A birthday is a day to reflect on the year that has been. It is a lot like a personal ‘New Year’ where you create your own resolutions and promises to the self. But eating disorders can easily snatch that away from you. From personal experience, I had to really prepare myself for the day, pretending to function like a normal human and being comfortable around food especially cake. If you could really see what was going through my head at that time, you’d be frazzled. It was its own chaotic snake pit.
“Don’t eat too much.“
“Don’t eat the icing of the cake.“
“Only have a small slice of cake. “
“Workout before and after you eat.“
“Skip breakfast tomorrow to compensate.“
“Take little bites so you don’t seem like a pig.“
These thoughts didn’t just come and go. They stayed even on regular days and it was an uphill battle to wriggle out of such a burdening kind of thinking.
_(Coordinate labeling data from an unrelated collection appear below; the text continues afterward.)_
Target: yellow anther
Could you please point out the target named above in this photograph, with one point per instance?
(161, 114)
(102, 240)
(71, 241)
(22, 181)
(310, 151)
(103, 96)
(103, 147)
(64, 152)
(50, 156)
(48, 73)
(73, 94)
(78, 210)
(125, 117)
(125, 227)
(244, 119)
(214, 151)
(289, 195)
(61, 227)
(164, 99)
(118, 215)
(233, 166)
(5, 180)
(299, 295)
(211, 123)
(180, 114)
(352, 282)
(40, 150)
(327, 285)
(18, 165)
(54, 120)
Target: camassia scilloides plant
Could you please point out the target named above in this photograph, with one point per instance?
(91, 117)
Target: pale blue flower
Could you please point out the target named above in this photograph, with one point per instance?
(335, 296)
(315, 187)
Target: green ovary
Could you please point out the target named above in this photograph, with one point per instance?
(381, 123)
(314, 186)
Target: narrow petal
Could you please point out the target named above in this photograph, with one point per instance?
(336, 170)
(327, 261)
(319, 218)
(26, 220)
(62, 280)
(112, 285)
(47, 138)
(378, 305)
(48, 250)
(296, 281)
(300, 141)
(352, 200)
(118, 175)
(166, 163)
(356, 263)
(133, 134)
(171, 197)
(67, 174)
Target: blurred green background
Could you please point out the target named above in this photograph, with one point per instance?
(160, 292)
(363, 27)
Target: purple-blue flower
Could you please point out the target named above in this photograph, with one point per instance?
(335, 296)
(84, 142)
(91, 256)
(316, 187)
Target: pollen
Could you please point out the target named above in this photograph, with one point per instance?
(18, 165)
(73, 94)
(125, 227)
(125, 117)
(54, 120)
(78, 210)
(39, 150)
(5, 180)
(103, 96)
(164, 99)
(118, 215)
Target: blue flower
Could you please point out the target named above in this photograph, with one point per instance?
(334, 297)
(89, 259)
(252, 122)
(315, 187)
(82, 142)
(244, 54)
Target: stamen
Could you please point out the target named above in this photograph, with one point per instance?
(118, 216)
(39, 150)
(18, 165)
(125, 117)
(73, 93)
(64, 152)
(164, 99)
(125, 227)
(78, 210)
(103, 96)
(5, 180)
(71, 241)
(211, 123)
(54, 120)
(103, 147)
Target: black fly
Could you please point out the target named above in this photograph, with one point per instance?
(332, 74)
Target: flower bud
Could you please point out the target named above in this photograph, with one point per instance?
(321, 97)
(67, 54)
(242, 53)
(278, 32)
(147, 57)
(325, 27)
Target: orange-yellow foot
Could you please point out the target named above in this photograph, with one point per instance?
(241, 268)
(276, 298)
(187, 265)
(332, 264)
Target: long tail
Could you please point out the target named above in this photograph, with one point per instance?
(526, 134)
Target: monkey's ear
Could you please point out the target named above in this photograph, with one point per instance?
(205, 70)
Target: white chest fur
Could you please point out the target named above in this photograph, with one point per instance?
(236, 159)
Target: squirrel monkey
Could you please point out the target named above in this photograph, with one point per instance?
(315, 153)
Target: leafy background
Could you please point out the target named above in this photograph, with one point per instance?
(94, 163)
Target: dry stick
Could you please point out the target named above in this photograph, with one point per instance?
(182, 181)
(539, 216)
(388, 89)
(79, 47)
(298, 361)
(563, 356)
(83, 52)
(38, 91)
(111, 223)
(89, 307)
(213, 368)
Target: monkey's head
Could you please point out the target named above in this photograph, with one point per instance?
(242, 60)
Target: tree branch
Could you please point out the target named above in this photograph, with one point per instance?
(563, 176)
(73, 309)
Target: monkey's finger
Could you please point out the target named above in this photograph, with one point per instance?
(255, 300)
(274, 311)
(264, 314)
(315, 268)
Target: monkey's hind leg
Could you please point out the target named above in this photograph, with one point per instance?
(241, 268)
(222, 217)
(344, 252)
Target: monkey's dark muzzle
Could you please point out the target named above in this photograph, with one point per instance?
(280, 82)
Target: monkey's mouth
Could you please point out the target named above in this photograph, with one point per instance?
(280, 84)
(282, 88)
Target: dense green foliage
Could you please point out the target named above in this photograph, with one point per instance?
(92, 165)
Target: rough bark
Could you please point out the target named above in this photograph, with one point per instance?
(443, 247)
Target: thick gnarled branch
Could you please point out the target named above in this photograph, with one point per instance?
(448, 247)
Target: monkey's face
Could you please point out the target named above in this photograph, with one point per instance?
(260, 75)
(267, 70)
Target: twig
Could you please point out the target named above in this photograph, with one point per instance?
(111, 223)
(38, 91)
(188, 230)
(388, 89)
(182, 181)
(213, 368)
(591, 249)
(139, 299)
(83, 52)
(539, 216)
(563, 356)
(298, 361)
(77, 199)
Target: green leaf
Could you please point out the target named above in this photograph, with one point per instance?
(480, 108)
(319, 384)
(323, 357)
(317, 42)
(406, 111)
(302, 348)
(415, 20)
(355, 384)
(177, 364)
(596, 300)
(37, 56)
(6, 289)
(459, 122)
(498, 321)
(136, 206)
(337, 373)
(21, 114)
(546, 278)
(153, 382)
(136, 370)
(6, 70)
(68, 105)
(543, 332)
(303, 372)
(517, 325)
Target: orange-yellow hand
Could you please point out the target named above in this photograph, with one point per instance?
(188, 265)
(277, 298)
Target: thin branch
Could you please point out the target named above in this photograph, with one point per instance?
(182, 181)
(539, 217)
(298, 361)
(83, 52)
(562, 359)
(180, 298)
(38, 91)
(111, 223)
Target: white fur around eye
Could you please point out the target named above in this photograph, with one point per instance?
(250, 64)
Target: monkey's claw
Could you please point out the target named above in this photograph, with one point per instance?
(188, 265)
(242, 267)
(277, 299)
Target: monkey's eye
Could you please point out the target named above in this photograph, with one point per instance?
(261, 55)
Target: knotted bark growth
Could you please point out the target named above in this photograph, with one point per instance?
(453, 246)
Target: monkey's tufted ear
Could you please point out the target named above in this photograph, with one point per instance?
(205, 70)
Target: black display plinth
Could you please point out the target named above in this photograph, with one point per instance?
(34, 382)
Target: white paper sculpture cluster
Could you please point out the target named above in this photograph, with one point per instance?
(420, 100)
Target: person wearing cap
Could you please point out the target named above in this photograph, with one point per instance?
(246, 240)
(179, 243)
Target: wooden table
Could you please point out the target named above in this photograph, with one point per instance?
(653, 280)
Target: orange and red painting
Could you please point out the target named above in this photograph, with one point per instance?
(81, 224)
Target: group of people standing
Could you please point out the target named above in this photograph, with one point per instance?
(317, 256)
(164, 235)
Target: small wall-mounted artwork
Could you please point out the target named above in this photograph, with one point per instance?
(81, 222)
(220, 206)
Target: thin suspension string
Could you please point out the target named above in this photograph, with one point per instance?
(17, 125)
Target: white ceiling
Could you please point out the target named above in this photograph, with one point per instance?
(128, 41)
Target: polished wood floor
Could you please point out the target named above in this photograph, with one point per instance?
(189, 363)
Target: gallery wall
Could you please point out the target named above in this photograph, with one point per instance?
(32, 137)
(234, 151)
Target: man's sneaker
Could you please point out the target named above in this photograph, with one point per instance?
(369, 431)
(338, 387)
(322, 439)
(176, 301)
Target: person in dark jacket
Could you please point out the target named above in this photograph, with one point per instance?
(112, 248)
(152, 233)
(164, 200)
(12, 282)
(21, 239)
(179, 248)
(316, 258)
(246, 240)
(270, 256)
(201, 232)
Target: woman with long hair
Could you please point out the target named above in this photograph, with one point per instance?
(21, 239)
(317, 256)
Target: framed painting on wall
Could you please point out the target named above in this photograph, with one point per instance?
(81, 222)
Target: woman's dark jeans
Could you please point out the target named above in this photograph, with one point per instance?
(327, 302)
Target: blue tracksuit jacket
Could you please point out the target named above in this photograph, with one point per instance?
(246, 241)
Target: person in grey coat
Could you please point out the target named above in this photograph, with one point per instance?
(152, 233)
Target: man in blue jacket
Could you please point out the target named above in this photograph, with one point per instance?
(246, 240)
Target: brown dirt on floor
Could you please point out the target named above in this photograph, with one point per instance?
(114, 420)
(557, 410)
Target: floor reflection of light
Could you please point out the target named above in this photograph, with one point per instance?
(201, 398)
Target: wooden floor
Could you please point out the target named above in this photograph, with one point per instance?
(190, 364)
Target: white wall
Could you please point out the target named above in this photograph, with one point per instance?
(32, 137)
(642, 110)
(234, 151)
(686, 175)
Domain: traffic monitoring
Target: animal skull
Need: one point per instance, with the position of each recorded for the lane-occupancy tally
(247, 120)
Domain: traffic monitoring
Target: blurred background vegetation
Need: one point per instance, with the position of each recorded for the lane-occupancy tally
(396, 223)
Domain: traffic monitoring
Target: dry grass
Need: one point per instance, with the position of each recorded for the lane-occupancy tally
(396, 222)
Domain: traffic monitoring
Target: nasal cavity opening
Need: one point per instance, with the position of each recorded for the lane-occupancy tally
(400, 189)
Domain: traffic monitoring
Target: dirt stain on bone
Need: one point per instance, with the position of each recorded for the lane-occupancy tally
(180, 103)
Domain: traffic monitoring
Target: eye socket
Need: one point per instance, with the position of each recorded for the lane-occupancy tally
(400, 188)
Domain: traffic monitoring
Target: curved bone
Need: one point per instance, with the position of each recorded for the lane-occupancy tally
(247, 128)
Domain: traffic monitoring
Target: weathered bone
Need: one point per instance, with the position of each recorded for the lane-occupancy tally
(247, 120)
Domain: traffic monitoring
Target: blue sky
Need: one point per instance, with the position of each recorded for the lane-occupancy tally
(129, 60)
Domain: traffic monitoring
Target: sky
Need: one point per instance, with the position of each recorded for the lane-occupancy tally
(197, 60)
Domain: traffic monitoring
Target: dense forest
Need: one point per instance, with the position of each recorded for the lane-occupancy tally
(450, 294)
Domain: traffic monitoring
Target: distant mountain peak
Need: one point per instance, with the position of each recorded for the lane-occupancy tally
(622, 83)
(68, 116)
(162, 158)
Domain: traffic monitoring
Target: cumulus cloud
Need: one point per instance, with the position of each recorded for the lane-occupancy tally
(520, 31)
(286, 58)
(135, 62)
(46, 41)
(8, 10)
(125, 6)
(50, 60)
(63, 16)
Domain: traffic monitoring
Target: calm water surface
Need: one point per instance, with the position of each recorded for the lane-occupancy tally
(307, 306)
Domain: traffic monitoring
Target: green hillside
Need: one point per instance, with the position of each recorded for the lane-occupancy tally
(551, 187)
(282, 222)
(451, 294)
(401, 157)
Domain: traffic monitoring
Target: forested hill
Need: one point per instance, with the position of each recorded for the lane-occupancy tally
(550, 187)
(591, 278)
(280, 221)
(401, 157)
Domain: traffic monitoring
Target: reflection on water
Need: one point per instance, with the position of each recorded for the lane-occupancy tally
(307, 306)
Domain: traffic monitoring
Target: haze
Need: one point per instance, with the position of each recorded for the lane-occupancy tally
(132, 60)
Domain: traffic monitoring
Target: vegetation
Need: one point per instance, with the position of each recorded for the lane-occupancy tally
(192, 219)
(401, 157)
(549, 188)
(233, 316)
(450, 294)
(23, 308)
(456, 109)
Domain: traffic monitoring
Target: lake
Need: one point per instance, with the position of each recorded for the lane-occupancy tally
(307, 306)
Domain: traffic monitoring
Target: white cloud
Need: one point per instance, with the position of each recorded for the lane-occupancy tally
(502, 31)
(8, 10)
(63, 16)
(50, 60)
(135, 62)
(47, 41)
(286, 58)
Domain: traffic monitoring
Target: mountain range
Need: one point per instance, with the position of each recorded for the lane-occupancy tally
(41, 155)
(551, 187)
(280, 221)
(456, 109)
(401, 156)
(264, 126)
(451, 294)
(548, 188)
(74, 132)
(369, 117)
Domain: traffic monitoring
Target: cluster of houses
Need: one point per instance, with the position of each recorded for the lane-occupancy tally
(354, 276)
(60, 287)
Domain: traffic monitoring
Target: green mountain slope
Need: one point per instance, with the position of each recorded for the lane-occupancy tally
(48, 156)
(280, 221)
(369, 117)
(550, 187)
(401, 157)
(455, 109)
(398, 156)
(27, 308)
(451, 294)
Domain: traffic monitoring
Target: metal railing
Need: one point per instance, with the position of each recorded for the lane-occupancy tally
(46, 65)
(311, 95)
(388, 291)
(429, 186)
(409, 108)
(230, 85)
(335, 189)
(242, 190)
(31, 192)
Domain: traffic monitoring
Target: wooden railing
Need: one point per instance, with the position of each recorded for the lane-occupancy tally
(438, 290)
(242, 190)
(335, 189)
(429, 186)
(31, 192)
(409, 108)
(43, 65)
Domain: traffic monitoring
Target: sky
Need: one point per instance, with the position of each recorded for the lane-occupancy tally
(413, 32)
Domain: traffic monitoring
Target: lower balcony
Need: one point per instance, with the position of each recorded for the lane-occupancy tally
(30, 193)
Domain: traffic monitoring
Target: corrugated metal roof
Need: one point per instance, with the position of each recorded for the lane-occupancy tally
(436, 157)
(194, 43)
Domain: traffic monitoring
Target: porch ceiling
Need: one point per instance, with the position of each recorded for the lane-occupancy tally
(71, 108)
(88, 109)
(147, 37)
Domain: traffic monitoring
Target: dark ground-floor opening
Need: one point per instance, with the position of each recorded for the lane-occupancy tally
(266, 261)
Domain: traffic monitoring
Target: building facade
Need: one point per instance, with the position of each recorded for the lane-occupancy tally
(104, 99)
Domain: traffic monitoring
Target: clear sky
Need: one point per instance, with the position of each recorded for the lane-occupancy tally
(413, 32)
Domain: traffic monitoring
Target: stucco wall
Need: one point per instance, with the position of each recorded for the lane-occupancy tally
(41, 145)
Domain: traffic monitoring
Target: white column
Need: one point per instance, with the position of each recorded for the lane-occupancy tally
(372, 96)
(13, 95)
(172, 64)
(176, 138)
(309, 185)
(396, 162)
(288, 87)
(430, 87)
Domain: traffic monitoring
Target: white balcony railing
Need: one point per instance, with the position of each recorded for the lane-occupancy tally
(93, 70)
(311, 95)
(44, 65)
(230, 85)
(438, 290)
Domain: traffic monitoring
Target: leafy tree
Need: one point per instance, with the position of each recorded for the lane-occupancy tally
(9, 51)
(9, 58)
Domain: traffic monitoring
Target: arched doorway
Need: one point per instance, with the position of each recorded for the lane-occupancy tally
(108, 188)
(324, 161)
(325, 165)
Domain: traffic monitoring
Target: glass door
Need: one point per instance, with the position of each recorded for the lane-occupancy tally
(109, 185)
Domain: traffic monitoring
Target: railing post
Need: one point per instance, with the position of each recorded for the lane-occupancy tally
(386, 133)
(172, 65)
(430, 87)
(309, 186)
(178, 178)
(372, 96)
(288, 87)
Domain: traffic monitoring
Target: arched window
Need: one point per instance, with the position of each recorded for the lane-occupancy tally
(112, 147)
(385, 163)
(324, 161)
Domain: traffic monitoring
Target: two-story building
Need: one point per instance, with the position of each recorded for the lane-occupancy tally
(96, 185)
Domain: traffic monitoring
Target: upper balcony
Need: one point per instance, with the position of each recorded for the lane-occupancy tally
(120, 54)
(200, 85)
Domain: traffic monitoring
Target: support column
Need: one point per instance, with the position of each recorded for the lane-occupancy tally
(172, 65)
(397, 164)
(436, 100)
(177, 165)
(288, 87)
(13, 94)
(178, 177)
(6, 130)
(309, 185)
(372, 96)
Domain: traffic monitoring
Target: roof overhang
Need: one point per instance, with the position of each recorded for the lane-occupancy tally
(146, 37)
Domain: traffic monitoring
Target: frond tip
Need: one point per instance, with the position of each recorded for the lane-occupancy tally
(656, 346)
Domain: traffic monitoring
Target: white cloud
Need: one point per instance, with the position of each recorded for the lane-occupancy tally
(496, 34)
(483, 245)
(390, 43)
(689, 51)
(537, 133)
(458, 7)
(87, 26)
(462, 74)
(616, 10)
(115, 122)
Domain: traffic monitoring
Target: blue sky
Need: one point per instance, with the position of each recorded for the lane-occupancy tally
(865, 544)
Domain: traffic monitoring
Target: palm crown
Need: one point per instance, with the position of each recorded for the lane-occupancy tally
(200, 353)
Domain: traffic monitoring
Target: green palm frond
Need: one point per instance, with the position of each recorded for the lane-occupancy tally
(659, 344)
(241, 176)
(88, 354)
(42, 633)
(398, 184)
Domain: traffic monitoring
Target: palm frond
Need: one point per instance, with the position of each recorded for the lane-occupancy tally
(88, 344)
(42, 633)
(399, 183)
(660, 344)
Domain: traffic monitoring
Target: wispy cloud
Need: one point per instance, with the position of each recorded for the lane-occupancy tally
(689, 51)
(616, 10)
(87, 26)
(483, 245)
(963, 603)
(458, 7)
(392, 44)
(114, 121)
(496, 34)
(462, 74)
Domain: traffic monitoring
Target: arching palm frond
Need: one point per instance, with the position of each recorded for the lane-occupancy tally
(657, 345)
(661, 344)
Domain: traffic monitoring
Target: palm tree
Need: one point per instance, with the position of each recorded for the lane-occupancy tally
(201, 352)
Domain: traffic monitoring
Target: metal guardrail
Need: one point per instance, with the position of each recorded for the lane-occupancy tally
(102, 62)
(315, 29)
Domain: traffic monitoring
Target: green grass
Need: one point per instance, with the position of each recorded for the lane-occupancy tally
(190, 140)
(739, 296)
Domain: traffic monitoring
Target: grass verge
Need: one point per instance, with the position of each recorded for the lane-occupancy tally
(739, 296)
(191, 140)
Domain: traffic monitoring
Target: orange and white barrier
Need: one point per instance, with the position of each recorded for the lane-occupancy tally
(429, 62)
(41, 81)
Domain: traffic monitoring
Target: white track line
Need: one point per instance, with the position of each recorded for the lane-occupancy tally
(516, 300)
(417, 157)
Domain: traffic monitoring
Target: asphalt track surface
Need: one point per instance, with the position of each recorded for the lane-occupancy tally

Today, after months and months of trying to restore my mental wellness, I have reached a point where I feel the strongest both physically and mentally. I now take care of myself because I love myself. I have gained freedom around food and myself and it is a feeling that should be celebrated. So, since this month was my birthday month, I let go of all the uncertainty and made it a good one. I celebrated with my family and my grandfather, the people who I know love me no matter what, I ate food that was made with love by my parents, and I cut a generous slice of cake for myself, something I had not done in years. I danced around from all the energy I had. I made people laugh. I had almost forgotten what the real me was like. It’s crazy how much you can regain and more from recovery.
It wasn’t always easy, believe me. There’s so much that goes through your head, so many doubts that consume you but I think that the hardest part of it all is forgiving yourself. Forgiving yourself for putting your mental illness first over yourself. Forgiving yourself for taking away the happiness of the people that love you. Forgiving yourself for your insignificant mistakes. Forgiving yourself for falling apart at times. You see, when you think you’ve lost your soul, the body does the same and so it makes it harder to move forward, harder to take a bite each time. There is no strength to reach for health and happiness anymore. The voice that seeks life and to be loved almost fades to a nothing. But let me tell you… no matter how long you’ve been swimming in this ocean of self-loathing, there is still a shore somewhere and as Dory likes to say you have to “Just keep swimming”.
My aim is to help people. It has always been that because I know that I would have wanted to hear this when I was still in the depths of my disorder. I am sure that if you are in a dark place right now, it’s not always going to be like that. Remember that darkness exists to make light truly count.
So take the time to ask your self, “Am I giving myself the space to grow into the person I wish to be?” If the answer is no, then make the space by starting to take care of yourself the way you take care of others. If you start to see the world as a blessing to the existence, then you’ll start to see yourself the same way.